On Sunday, “Data Lords,” Schneider’s latest album on the fan-funded label ArtistShare, won the Grammy for Best Large Jazz Ensemble Album. One of the songs, “Sputnik,” won for Best Instrumental Composition. The two Grammys upped Schneider’s total (so far) to seven, putting her on par with fellow Minnesota artists Prince and Bob Dylan.

Earlier this month, Schneider won a major French award, Le Grand Prix de l’Académie du Jazz, also for “Data Lords.” In 2018, she was named a National Endowment for the Arts Jazz Master, the United States’ highest honor in jazz.

A Grammy tradition, the “In Memoriam” segment remembered artists lost during the past year. Several names were not mentioned. One was Frank Kimbrough, who died in December at age 64. Kimbrough was the pianist with the Maria Schneider Jazz Orchestra since 1993. On all of her recordings, it’s his piano you hear.

The picks

V is for virtual, L is for live and in person.

“Amundsen: The Greatest Expedition”
IMDB
“Amundsen: The Greatest Expedition”
V Streaming on demand at MSP Film’s Virtual Cinema: “Amundsen: The Greatest Expedition.” An unknown man from a then-impoverished country, Norway’s Roald Amundsen was the first researcher to reach both the North and South Poles. Award-winning Norwegian director Espen Sandberg (“Kon-Tiki,” “Pirates of the Caribbean”) tells his story. We think this is a film Minnesotans will want to see, even though we have our own polar explorers, Ann Bancroft and Will Steger. FMI and tickets ($12/9).

V Livestreaming Thursday, March 18, 12 noon: Minneapolis Institute of Art: “Before Vaccines: Art and the Plague in Italy.” How have artists of the past responded to plagues of their times? For example, the Black Death of 1347-51? Rachel McGarry, Mia’s associate curator of prints and drawings, will take us through some of the art created by artists, architects and writers during and after major historic outbreaks in the 14th, 16th and 17th centuries. Free with RSVP. Call 612-870-6323 or register here.
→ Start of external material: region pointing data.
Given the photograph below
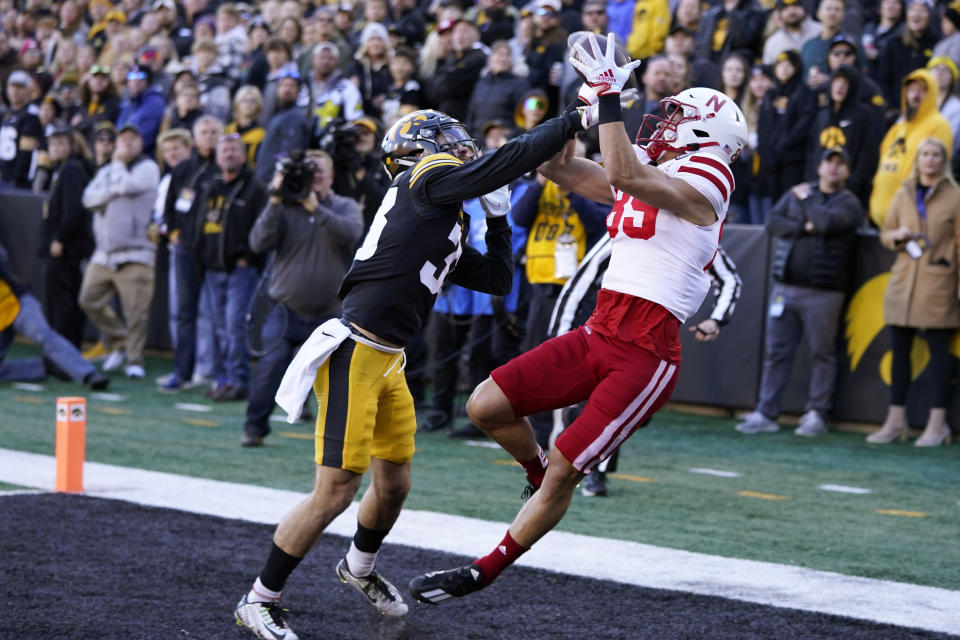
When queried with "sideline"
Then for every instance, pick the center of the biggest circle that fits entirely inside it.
(895, 603)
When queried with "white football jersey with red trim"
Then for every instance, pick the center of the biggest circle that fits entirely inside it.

V Livestreaming Thursday, March 18, 6:30 p.m.: Club Book: Claire Lombardo: “The Most Fun We Ever Had.” An immediate New York Times best-seller, named one of the best books of summer 2019 by the Chicago Tribune and others, Claire Lombardo’s debut novel will be out in paperback on April 6, making it easier to bring to the beach at Bde Maka Ska. A time-jumping story of four sisters over five decades, “The Most Fun We Ever Had” has been praised as “a tender and satisfyingly positive take on family.” The book is currently being adapted for HBO. Hosted by Washington County Library. Free. Go here on Thursday to join the virtual author event; no registration required.

V Livestreaming Saturday, March 20, 8 p.m.: The St. Paul Chamber Orchestra: “Lamentations.” Principal Cello Julie Albers will take the spotlight in Coleridge-Taylor Perkinson’s “Lamentations: Black/Folk Song Suite” for solo cello; five SPCO musicians will play Mozart’s String Quintet in G minor; and Hanna Hyunjung Kim (piano), James Ferree (horn) and Eunice Kim (violin) will perform Brahms’ Horn Trio in E-flat, all streamed live from the Ordway Concert Hall stage. Free at the SPCO’s concert library. The concert will be rebroadcast on Thursday, March 25, at 7 p.m.